All of which makes Macomber still fun to teach. Even so, it has always seemed odd to then say, "But, the realization doctrine still applies to people like Macomber, apparently because other kinds of property transactions justify the realization doctrine. Macomber and people like her essentially get a tax break, because we refuse to notice that their property transactions do not match up with the policy justifications of the realization doctrine."
Until now. Last month, someone finally declared that the emperor was naked. A tax lawyer named David S. Miller, writing in The New York Times, proposed a "Zuckerberg Tax," which would be called the "Myrtle Macomber Tax," if tax nerds ruled the world. Miller's op-ed precisely tracked the mismatch between the justifications of the realization doctrine and holders of big chunks of widely-traded stock, like Myrtle Macomber and Mark Zuckerberg (and Warren Buffett, and so on).

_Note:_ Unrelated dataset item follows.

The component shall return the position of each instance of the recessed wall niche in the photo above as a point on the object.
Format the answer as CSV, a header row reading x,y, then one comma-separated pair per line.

While much is being made of Zuckerberg's wealth, due to the first-time sale of FaceBook shares to the public, the op-ed points out that Zuckerberg is completely in charge of his tax fate. He apparently plans to sell $5 billion of his stock in the company, which will result in tax liability of roughly $2 billion. He will pay the taxes from the proceeds of the stock sale, leaving him a paltry $3 billion in after-tax cash. Lest we think that Mr. Z is being taxed at "Buffett Tax" rates or above, the op-ed reminds us that Zuckerberg has another $23 billion in shares on which he will pay zero tax. He has been accumulating this wealth for the past decade or so, paying no tax in any year. That he will pay any tax at all is his choice.
Moreover, anyone who dies with unrealized gains on their property can pass the property to his heirs, income-tax free. If Zuckerberg's heirs were to receive his $23 billion in FaceBook stock, they could sell those shares the next day under rules that would allow them to say that they had received no income from the deal. This is, among other things, one of the poorly understood justifications for the estate tax. The realization doctrine thus allows income from property to be shielded from income tax for decades, at which point the estate tax is the only thing that keeps the gains from being entirely exempt from taxation.
There is, in the current political environment, no traction for the Zuckerberg/Macomber tax. For that matter, there is no traction for anything that would collect more tax revenue. Even so, Miller's proposal reminds us that we have, for the last century, been giving a pass to a group of taxpayers who never should have been able to take advantage of the realization doctrine. If equity means anything in tax law, this is an area that is ripe for fundamental change.